Así, nada más y nada menos, captan los ahorros de los ciudadanos y, con estos
fondos, conceden crédito libremente. Es muy gráfico el título de la obra del
que llegó a ser magistrado del Tribunal Supremo de los Estados Unidos, Louis
Brandeis, publicada tras la crisis bancaria de 1907: “Other People´s
Money And How the Bankers Use It” (1914) (“El dinero de otras personas y cómo
los banqueros lo utilizan”).
A su vez, con estos
depósitos los bancos crean dinero bancario o escriturario, aumentando la masa
monetaria. Este privilegio exclusivo, unido a que son correa de transmisión de
la política monetaria de los bancos centrales (al menos, durante el período en
el que los tipos de interés eran positivos y no cercanos a cero o negativos…)

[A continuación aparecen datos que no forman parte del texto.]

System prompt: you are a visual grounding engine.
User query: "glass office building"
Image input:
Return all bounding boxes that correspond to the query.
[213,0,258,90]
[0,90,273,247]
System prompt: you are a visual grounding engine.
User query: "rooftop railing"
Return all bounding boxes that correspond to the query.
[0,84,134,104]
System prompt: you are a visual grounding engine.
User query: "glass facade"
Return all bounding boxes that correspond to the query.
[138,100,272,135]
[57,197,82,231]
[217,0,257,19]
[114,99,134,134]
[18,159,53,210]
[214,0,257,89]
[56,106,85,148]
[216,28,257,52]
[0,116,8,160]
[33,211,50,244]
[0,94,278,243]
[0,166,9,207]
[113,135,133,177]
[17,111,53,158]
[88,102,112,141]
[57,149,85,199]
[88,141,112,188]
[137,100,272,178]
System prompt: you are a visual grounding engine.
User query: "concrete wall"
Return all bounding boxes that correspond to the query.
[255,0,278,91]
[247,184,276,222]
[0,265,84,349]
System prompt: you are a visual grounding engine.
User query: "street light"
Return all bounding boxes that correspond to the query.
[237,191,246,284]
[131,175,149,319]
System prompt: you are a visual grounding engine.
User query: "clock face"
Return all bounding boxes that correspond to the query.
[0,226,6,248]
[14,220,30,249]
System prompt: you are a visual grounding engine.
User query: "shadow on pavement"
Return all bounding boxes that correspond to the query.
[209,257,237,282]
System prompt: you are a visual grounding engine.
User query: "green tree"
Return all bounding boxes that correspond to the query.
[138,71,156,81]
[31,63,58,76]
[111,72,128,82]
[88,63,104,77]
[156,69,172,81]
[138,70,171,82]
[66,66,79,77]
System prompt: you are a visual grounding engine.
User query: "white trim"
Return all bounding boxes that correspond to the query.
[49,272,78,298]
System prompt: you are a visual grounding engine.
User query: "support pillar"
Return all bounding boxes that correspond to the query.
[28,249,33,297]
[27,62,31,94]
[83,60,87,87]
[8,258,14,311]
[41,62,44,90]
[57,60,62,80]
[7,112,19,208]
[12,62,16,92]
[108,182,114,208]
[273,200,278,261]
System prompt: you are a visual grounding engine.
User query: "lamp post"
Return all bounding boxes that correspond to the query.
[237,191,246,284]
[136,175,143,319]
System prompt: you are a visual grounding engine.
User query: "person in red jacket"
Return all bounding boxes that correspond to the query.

dota a las entidades bancarias (y a las de crédito, en general) de unas
funciones públicas o casi públicas.
Estas ventajas
competitivas —con las evidentes responsabilidades que acarrean— son la razón de
que los bancos sean objeto de regulación y supervisión (que, obviamente, ha
sido últimamente defectuosa, no solo en nuestro país).
Todo esto provoca que,
además de a los accionistas (“shareholders”), concierna a la sociedad en su
conjunto cómo se gobiernan los bancos. Con demasiada frecuencia han sido los
contribuyentes los que han acudido al rescate de las entidades en apuros, a lo
que las nuevas tendencias regulatorias está tratando de poner fin, sustituyendo
el rescate externo (“bail-out”) por el rescate interno (“bail-in”) soportado
por los socios, los titulares de deuda e incluso los depositantes no
garantizados.
Precisamente, la
instauración en la Eurozona de una Unión Bancaria como paso previo a la
efectividad de la Unión Económica y Monetaria, ha pretendido romper el círculo
vicioso (“doom loop”) entre unos Estados que rescataban a los bancos y unos
bancos que ayudaban a los Estados a financiarse suscribiendo deuda pública.
El gobierno
corporativo, identificado, en esencia, con las reglas determinantes de las
relaciones entre los propietarios de las entidades bancarias y sus
administradores (según otros, además, con otros grupos de interés) era la nueva
panacea, y se basaba no en la ley (“hard law”) sino en la recomendación (“soft
law”). El mercado y los consumidores premiarían a las entidades mejor
gestionadas y más transparentes.
El Considerando 53 de
la Directiva 2013/36/UE muestra cuál fue la cruda realidad: “La debilidad del
gobierno corporativo de una serie de entidades ha contribuido a una asunción
excesiva e imprudente de riesgos en el sector bancario, que ha llevado al
hundimiento de diversas entidades y a problemas sistémicos en los Estados
miembros y a nivel mundial”.
En consecuencia, hay
que tomarse el gobierno corporativo de los bancos —y la gestión de todos los
riesgos que les afectan— muy en serio. El Banco Central
Europeo, como supervisor, incide con intensidad en la necesidad de reforzar la
capitalización y la solvencia de las entidades, así como el buen gobierno y la
correcta gestión de los riesgos.
Es mucho lo que hay en
juego. En primer lugar, el propio interés de los bancos y de sus accionistas
(que con frecuencia son, aún, los Estados que acudieron a su rescate), en un
contexto de pérdida de reputación e imagen que provoca, literalmente, que el
70% de los “millennials” prefiera ir al dentista antes que al banco (según “The
Millennial Disruption Index”) y que los servicios financieros sean prestados
por otro tipo de empresas (mercado que se abre a las entidades conocidas como
“Fintech”).
Y, en segundo lugar,
que unos bancos que, a pesar de todo, son útiles, no puedan desarrollar las
relevantes funciones que tienen atribuidas y que coadyuvan al crecimiento
económico, en una época de estancamiento que tiene visos de ser prolongada.
Por todo ello, el
momento es propicio para profundizar en una materia como el gobierno
corporativo de las entidades bancarias.